Auf diese nüchterne Analyse darf, muss auch moralische Empörung folgen. Schließlich beweist diese klug inszenierte Museums-Dokumentation: auch Feindbilder, dumpfe Ressentiments, mörderische Vorurteile setzen auf Gefühle - ohne Rücksicht auf wissenschaftliche Differenzierungen zwischen Antisemitismus, Rassismus oder Fremdenfeindlichkeit:
Stefanie Schüler-Springorum: "Wenn man sich die Bilder anguckt, die benutzt werden bei dieser Hetze im Kleinformat, dann hat man das Gefühl, das ist den Rassisten und Antisemiten völlig egal, was die Wissenschaft da an feinen Unterschieden herausziseliert, sondern es sind wirkmächtige Bilder: Immer wieder sowohl bei antiislamischen Aufklebern als auch bei antisemitischen ein Schwein oder ein Schweinekopf."
Hetzpropaganda, die nicht mehr im Giftschrank verschlossen bleibt, sondern der jetzt im Deutschen Historischen Museum die Wirkung genommen wird: etwa durch Workshops oder eine historische Einbettung.

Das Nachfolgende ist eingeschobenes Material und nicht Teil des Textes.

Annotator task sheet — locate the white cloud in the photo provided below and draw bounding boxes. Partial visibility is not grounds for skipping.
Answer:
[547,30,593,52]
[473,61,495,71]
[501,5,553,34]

Kuratorin Isabel Enzenbach: "1895, da wurden auf Schaufenstern Aufkleber mit 'Kauft nicht beim Juden' entdeckt. Und der Centralverein der deutschen Staatsbürger jüdischen Glaubens sagt, das ist ein Fastnachtsulk: Von solch einem Quatsch lassen wir uns doch nicht unsere guten nachbarschaftlichen Beziehungen zerstören."
Ironie und Selbstbewusstsein, das ist eine Haltung, wie sie in Video-Interviews zutage tritt mit einer jungen Muslima oder dem aus Israel stammenden, seit Jahren in Berlin lebenden Juden: nur, wer sich nicht einschüchtern lässt, kann der giftigen Botschaft der Spuckzettel widerstehen.